Tool-Tipp: Capability Mapping ist ein nützliches Werkzeug, um sich einen Überblick über die bestehenden Fähigkeiten zu verschaffen und eine Schätzung der noch zu benötigten Kompetenzen innerhalb der Idee oder des Geschäftsmodells vorzunehmen. Dies ist hilfreich, um frühzeitig zu wissen, ob benötigte Fähigkeiten verfügbar sind oder ob sie nach Make-or-Buy-Ansätzen besetzt werden müssen. Bei mehreren Ideen und Projekten sind Capability Mappings auch für die Ressourcenzuweisung von wiederkehrenden Fähigkeiten und auch für eine bessere Kauf- oder Verkaufsentscheidung nützlich.

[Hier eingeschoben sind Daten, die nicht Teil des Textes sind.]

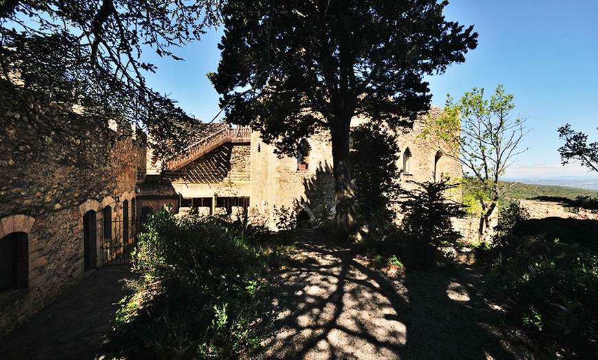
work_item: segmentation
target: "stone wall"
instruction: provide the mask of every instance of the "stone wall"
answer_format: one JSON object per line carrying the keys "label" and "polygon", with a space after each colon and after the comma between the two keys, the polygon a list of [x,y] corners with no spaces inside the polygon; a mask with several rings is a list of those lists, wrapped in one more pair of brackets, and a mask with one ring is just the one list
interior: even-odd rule
{"label": "stone wall", "polygon": [[556,217],[598,220],[598,214],[593,214],[584,209],[580,209],[577,212],[572,212],[559,203],[521,199],[519,200],[519,205],[527,211],[530,218]]}
{"label": "stone wall", "polygon": [[[138,218],[135,184],[146,156],[145,136],[130,126],[115,131],[107,122],[55,104],[39,107],[43,124],[10,106],[0,104],[0,241],[26,234],[27,281],[0,293],[0,337],[70,289],[87,269],[102,266],[104,207],[116,224],[111,238],[131,241],[135,227],[124,234],[122,207],[127,204],[129,221]],[[95,212],[88,225],[96,241],[86,260],[88,212]]]}
{"label": "stone wall", "polygon": [[280,216],[304,210],[311,220],[322,216],[324,207],[333,211],[334,181],[332,147],[327,132],[307,139],[309,153],[299,166],[297,157],[278,156],[274,146],[252,135],[251,208],[254,221],[276,229]]}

Auch wenn die ersten Phasen erfolgreich durchlaufen sind, bedeutet dies nicht, auf den Erkenntnissen sich auszuruhen. Kunden- oder digitale Markt-Einflüsse werden das Geschäftsmodell durch ein regelmäßiges Feedback erfolgreich anpassen.

Uber sowie Slack wissen um die Chancen der Digitalisierung zu nutzen. Daher sollten wir in Deutschland und Europa trotz Corona Pandemie nicht den Mut für unsere digitalen Geschäftsmodelle verlieren, sondern uns auf die Innovationsideen und Geschäftsmodelle mit messbarem Impact konzentrieren, wo das höchste Potenzial enthalten ist.